Q: What will happen if parents are bootlegging with kids in the home?
A: CFS and the RCMP will be contacted.
Q: If an issue arises that requires a Search Order to be issued will a quorum of Chief and Council be readily available and how will it be processed?
A: Council will need to be available to consider the request. They must act reasonably and consider all of the factors to decide whether there are reasonable grounds to issue the Search Order.
Q: Will this law be the perfect solution to solving the problems we have?
A: No law is the perfect solution, but the question is will it help reduce violence and encourage people to assume responsibility for their own choices.
1: We need to define NCN lands, adjacent lands, traditional lands, ancestral lands.
2: Would you rather have NCN develop our own laws or keep the status quo and have another Government dictate to us?

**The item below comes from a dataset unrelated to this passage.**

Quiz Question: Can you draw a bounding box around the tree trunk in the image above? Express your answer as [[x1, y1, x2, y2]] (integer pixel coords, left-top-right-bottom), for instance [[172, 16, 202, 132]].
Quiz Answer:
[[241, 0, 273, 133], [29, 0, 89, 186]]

3: Some vehicles coming through check stops have “Know Your Rights” stickers.
4: There needs to be amendments to hold employees to a higher standard. Teachers often feel laws don’t apply to them because of their union. Often employees mock FNSO’s and C&C. There has to be a total buy-in from all employees and NCN organizations.
5: There needs to be a community plan to address social issues, for example, parental responsibility.
6: Community Protection Law is a good start.
7: It is helpful to get stats from Wellness Centre (CFS) re: kids in care due to alcohol/drugs.
8: Concerned a person can apply for Family Allowance once the kids are returned home – the issue has been raised but never addressed.
9: Need to do outreach to external agencies that do business in NCN.
10: Community needs block parents or known safe houses.
11: Lighting in community is inadequate and results in more crime.
12: Since RCMP in community, FNSO’s have lost authority.
13: Justice funding cannot be by proposal, must be core funding.